COMO EVITAR INSOLAÇÃO NA PRÁTICA
Evite ficar exposto no horário mais forte do sol, hidrate-se antes de sentir sede e use proteção física: sombra, chapéu, roupas leves e, quando possível, roupas com proteção UV. Se começar a sentir tontura, mal-estar, dor de cabeça ou náusea, pare, vá para a sombra, resfrie o corpo e beba água. Se houver confusão, desmaio, vômitos persistentes ou piora rápida, procure atendimento.
OS ERROS MAIS COMUNS COM A PELE NO VERÃO
- Passar protetor “fininho”, como se fosse perfume. Pouca quantidade protege pouco.
- Passar só uma vez e achar que resolveu. Protetor precisa ser reaplicado, especialmente se houve suor, banho de mar ou piscina.
- Esquecer áreas importantes: orelhas, nuca, pescoço, mãos, pés e lábios.
- Achar que bronzeado é sinônimo de saúde. Bronzeado é resposta de defesa da pele, sinal de agressão.
- Só se proteger na praia. O sol do dia a dia soma: rua, trânsito, caminhada, esporte.
- Deixar crianças e idosos sem rotina de proteção. São grupos mais vulneráveis ao calor e ao sol.
TIRA-DÚVIDAS DO LEITO
“Dia nublado precisa de protetor?”
Precisa. O calor pode diminuir, mas a radiação UV pode continuar forte. E o risco aumenta porque a gente fica mais tempo exposto sem perceber
“Qual FPS é suficiente?”
Para a rotina, o importante é escolher um protetor adequado para sua pele, usar uma quantidade boa e reaplicar. No geral, FPS 30 ou maior costuma ser uma referência segura para o dia a dia, desde que bem aplicado.
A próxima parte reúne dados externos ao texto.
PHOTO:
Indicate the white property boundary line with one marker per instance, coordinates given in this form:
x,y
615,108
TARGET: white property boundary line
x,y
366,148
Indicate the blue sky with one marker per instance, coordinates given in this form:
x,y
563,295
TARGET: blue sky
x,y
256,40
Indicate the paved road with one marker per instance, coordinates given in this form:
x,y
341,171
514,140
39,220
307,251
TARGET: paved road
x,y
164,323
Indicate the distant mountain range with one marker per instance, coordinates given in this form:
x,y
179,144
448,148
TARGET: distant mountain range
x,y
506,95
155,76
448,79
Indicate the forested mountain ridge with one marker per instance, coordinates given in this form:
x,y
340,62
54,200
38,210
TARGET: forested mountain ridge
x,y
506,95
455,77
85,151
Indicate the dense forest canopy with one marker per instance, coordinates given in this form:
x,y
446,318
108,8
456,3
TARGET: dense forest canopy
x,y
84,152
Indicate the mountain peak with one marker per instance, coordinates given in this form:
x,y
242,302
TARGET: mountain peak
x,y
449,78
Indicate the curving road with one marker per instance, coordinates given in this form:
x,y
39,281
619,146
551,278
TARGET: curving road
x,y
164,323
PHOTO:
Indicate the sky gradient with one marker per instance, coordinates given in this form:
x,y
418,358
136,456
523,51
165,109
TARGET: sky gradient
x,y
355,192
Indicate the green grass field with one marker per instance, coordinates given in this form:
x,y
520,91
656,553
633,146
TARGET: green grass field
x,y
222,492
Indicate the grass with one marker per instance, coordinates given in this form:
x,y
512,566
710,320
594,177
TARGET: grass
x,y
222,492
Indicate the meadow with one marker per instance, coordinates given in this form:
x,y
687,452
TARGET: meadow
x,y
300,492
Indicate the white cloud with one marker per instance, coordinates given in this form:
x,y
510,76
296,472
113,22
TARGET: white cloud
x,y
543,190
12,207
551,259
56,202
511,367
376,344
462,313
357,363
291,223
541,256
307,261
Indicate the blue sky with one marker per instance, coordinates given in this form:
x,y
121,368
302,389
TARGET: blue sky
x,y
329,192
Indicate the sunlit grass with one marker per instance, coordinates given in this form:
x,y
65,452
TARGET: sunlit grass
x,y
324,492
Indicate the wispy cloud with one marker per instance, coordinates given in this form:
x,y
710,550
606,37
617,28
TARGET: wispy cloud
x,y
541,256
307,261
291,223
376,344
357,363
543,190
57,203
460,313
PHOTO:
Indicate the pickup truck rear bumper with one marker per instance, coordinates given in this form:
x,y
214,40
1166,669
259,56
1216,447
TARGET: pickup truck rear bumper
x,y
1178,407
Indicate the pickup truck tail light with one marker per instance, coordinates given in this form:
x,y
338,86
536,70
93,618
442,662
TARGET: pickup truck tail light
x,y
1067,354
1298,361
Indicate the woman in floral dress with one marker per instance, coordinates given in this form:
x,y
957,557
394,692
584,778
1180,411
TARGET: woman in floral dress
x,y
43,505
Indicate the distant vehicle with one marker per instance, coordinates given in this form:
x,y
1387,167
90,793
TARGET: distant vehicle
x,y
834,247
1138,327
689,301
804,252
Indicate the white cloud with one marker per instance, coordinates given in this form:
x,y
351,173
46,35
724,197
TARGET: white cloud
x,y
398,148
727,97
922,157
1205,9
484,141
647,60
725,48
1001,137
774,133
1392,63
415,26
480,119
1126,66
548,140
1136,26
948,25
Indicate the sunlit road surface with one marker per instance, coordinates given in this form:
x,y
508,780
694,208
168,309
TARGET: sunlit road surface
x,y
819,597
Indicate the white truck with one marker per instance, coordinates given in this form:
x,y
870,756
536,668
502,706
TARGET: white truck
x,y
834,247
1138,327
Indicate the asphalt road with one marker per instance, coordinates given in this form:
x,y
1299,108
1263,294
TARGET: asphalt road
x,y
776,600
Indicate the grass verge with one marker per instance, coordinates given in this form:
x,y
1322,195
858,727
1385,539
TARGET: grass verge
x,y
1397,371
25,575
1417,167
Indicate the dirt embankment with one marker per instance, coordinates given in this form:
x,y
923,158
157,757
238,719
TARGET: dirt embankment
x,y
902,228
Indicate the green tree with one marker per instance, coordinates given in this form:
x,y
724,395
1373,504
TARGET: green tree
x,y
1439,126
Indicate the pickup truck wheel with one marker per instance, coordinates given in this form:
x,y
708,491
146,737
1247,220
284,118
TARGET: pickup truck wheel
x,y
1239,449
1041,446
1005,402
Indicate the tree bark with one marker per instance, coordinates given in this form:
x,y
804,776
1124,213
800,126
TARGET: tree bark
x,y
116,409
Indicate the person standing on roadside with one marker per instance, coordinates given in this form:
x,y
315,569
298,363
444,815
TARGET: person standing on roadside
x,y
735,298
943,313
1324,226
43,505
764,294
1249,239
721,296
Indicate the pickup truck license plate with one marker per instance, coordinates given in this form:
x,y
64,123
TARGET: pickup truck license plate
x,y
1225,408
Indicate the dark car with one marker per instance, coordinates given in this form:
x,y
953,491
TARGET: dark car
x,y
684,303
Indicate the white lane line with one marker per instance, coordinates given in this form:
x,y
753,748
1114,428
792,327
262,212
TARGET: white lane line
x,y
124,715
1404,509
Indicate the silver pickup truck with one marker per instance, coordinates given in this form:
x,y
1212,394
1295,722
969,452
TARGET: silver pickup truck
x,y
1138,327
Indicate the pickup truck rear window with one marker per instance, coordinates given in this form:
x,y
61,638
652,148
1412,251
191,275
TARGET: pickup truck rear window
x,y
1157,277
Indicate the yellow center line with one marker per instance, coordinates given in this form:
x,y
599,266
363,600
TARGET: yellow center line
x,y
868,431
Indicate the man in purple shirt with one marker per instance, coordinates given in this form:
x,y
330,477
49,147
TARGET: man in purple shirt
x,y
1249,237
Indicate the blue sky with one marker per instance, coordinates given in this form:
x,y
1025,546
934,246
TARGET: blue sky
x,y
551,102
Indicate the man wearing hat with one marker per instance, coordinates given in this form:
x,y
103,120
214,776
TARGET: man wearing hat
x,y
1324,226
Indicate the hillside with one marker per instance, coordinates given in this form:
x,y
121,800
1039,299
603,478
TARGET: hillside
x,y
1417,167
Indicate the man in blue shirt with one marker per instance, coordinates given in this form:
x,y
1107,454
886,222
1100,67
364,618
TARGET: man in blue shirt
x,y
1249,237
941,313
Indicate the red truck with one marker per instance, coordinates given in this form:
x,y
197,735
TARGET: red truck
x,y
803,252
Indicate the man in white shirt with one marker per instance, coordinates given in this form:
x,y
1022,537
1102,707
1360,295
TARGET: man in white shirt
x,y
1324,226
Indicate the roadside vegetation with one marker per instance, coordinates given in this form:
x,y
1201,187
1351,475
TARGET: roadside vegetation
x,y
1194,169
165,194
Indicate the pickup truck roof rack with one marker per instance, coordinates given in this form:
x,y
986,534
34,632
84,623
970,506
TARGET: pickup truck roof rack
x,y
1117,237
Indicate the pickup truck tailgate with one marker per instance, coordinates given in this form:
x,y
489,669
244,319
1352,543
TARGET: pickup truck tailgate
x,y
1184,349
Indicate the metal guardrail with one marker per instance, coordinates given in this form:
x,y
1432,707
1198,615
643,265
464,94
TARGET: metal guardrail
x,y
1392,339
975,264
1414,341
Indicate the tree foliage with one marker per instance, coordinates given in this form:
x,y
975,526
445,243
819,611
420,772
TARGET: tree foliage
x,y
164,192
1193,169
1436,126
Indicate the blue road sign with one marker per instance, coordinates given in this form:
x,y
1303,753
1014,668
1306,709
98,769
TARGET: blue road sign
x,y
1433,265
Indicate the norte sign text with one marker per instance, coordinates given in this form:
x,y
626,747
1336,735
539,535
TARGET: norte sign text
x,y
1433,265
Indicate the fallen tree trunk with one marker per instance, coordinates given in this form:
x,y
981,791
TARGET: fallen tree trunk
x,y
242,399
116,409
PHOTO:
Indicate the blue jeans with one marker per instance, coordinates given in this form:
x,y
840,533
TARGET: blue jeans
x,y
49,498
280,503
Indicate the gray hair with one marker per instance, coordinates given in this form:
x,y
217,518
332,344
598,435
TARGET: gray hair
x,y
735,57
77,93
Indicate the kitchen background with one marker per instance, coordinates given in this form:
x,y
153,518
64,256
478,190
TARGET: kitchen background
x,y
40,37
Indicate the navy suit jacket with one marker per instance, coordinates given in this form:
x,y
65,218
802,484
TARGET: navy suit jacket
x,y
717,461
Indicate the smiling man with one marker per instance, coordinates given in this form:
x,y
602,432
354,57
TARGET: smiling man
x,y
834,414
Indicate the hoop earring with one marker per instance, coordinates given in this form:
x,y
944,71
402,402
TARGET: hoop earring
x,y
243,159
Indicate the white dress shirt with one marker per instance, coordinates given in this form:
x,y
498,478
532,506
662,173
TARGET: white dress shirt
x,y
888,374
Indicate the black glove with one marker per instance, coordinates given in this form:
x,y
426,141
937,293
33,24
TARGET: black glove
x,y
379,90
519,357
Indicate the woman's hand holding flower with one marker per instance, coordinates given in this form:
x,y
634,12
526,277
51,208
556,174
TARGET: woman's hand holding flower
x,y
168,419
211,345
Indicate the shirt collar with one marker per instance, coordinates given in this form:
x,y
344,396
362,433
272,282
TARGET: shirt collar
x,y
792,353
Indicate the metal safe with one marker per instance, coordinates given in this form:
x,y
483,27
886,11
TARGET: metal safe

“Resistente à água dura o dia todo?”
Não. “Resistente” não significa “eterno”. Água, suor e atrito reduzem a proteção. Por isso a reaplicação é necessária.
“Pele morena ou negra precisa?”
Precisa. A melanina oferece alguma proteção, mas não impede manchas, envelhecimento e não elimina risco de câncer de pele. Proteção é para todos.
“Quais sinais são de alerta para procurar dermatologista?”
Pinta que muda de cor, forma ou tamanho; ferida que não cicatriza; lesão que sangra com facilidade; mancha nova que cresce ou incomoda. Se algo está diferente do seu padrão, vale avaliar.
MITOS DE VERÃO SEM EVIDÊNCIA (E QUE PODEM FAZER MAL)
“Óleo bronzeador protege.”
Não protege como protetor solar e pode aumentar a radiação recebida. Se a ideia é segurança, o caminho é protetor + barreira física + sombra.
“Passar limão, pasta de dente, refrigerante ou ‘receitas caseiras’ melhora queimadura.”
Não melhora e pode irritar mais a pele. Queimadura solar é lesão: precisa de cuidado adequado. Se for intensa, procure orientação.
“Se não queimou, não fez mal.”
Fez, sim. Existe dano cumulativo mesmo sem vermelhidão evidente, especialmente quando a exposição é repetida.
“Qualquer óculos escuro protege.”
Óculos escuros sem proteção UV podem ser enganosos. O ideal é lente com proteção UV.
O “SEGREDO” PARA CURTIR O VERÃO COM TRANQUILIDADE
Não é neurose. É rotina simples: sombra sempre que der, barreira física (camisa, chapéu, óculos) e protetor solar como hábito diário, com reaplicação quando necessário. A pele não é só um “cartão de visita”. É um órgão que te protege o tempo inteiro — e o verão é o teste de estresse dela.